I have a workflow that is triggered from a schedule. The workflow does some ETL of telemetry data at 3am in the morning. It always fails after around 15 minutes.
If I kick it off via the workflow editor later in the morning, it finishes successfully (the workflow effectively kicks off from where it left off until it processes all the data). This manual kick off takes around 5 mins - and there's no issues.
My suspicion is that the workflow is hitting a timeout. BUT, there's nothing in the log about that, and from what I've read the timeout should at least be several hours given that this is a scheduled workflow with no webhook responses etc.
I have a global error handler sending me an email, but all I have is the workflow context (see below). Important to note that there is a loop in the workflow, which iterates over a workflow function. Its during this loop that the workflow fails (as this is where all the work is done) - but I can't "see" whats going on in there as I cant put an error handler into the function itself.
What is the loop doing, generally speaking (or specifically if you can!)? Is it calling an API or something that might timeout or be out of service at 3am for maintenance (or whatever). If you move the schedule forward or back an hour and it works, it might suggest something is going on external to the workflow (that is being used in the loop).
"Retool limits the length of time a workflow run can remain in execution before it is automatically terminated.
For asynchronous workflow runs, the timeout is 30 hours. For asynchronous workflows with User Task or Wait blocks, the timeout is 60 days.
For synchronous workflows runs, the timeout is 15 minutes up to executing the first webhook Response block. The remainder of the workflow follows the asynchronous timeout."
Hi @maxamillian,
A couple thoughts. Could you even temporarily try putting the functions in a JS block? This would give you the visibility necessary if it still fails at around 15 minutes.
Another idea would be to break it into a couple of workflows or limit your loops so you finish (partially) the workflow in say 10 minutes and trigger it again a little later.

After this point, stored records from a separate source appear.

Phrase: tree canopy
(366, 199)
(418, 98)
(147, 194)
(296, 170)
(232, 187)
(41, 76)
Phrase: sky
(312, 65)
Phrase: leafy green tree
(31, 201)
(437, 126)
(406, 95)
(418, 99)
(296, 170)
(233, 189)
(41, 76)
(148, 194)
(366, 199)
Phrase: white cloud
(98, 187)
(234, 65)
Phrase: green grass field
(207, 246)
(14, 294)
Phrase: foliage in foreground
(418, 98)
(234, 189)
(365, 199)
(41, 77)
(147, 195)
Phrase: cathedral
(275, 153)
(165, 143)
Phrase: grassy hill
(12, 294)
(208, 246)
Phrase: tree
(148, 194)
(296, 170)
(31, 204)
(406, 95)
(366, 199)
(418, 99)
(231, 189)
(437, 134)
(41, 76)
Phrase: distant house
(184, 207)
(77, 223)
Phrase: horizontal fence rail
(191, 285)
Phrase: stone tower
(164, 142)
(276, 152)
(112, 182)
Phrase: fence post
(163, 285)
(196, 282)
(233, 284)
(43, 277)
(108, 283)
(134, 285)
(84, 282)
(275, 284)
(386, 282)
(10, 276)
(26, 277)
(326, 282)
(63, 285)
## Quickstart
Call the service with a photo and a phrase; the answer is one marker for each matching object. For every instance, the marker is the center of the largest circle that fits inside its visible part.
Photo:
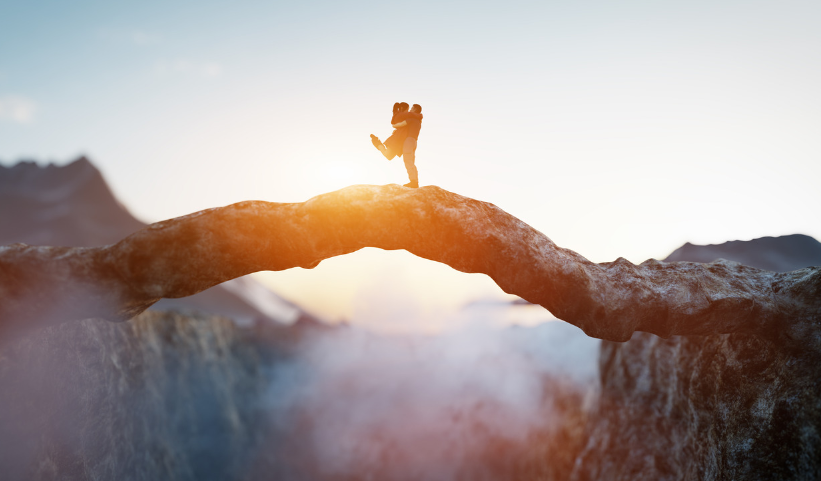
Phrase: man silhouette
(413, 121)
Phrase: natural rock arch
(182, 256)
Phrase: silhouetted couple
(402, 141)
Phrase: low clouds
(17, 109)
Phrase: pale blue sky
(616, 128)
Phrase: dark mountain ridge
(779, 254)
(72, 205)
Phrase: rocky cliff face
(723, 407)
(72, 205)
(161, 397)
(730, 395)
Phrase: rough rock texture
(182, 256)
(723, 407)
(72, 205)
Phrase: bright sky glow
(616, 128)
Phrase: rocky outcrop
(721, 407)
(780, 254)
(183, 256)
(718, 407)
(72, 205)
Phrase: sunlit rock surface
(72, 205)
(183, 256)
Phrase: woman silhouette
(393, 145)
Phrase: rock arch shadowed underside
(185, 255)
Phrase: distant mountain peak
(780, 254)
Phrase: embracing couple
(402, 141)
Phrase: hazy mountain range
(72, 205)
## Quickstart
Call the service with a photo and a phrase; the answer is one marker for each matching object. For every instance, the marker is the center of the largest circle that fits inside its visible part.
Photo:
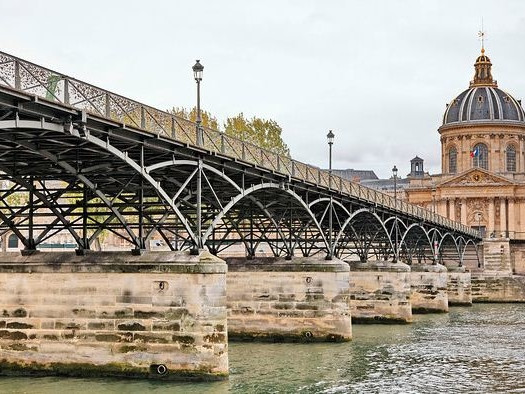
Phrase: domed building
(482, 180)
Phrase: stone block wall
(496, 255)
(429, 288)
(160, 315)
(459, 286)
(517, 251)
(498, 288)
(304, 299)
(380, 292)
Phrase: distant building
(482, 180)
(355, 175)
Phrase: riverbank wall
(380, 292)
(160, 315)
(298, 300)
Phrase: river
(470, 350)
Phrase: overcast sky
(378, 73)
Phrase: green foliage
(265, 133)
(208, 120)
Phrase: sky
(377, 73)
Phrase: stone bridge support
(380, 292)
(303, 299)
(459, 286)
(159, 315)
(429, 288)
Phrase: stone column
(451, 209)
(491, 217)
(464, 211)
(503, 217)
(442, 207)
(521, 227)
(512, 218)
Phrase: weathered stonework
(429, 288)
(487, 287)
(459, 286)
(159, 315)
(304, 299)
(380, 292)
(496, 256)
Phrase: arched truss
(89, 179)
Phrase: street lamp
(394, 174)
(198, 68)
(330, 137)
(479, 222)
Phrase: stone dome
(483, 103)
(483, 100)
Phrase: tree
(265, 133)
(208, 120)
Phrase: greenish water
(479, 349)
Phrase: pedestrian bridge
(79, 159)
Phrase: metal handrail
(39, 81)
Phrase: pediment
(477, 177)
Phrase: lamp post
(198, 68)
(330, 137)
(479, 222)
(197, 73)
(394, 174)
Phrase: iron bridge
(79, 159)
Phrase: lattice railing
(53, 86)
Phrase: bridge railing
(56, 87)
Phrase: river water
(470, 350)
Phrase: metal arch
(123, 156)
(269, 216)
(449, 235)
(45, 201)
(397, 220)
(462, 256)
(353, 215)
(415, 225)
(328, 200)
(262, 186)
(67, 167)
(195, 163)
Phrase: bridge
(79, 159)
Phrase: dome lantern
(483, 74)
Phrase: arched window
(452, 160)
(12, 241)
(510, 155)
(480, 156)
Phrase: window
(12, 241)
(452, 160)
(480, 156)
(510, 154)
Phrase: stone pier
(496, 282)
(303, 299)
(380, 292)
(494, 287)
(429, 288)
(459, 286)
(161, 315)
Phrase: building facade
(482, 180)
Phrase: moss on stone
(134, 326)
(86, 370)
(14, 335)
(20, 312)
(19, 325)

Can you please share a screenshot or two of your workflow and any functions?
Hi @maxamillian,
If you send me the json for your workflow, I can try to help you further debug this.
However, you should know that all loops are subject to the synchronous execution timeout, which is 15 minutes.
@maxamillian,
Yes, the time limit applies to the loop regardless. So if you go with a parallel execution, the timeout applies to the whole block and not just each iteration as it does with sequential.
@maxamillian,
Here is a possible workaround: You could extract the blocks from your function into a workflow and use Run workflow from workflow resource as your loop lambda. Each workflow would be scheduled asynchronously and could run over multiple activities. However, you wouldn't be able to return a result or wait until all iterations are completed (so remove your response block from the end of this workflow). You could, instead, send your email from within the second workflow. Set your loop up to run in batch mode.
Let me know if this works for you and solves your timeout issue.
Ive gone with increasing the max db connections and a batch loop, and thats working well now - around ~9 minutes, so below the timeout! That may grow over time though... Regarding having a seperate work flow for the loop: I was initially doing this, but was wary running too many workflows (and having to pay for extra workflows for the month). Its around 800 iterations every day. In any case problem solved, for now... Thank you for your help!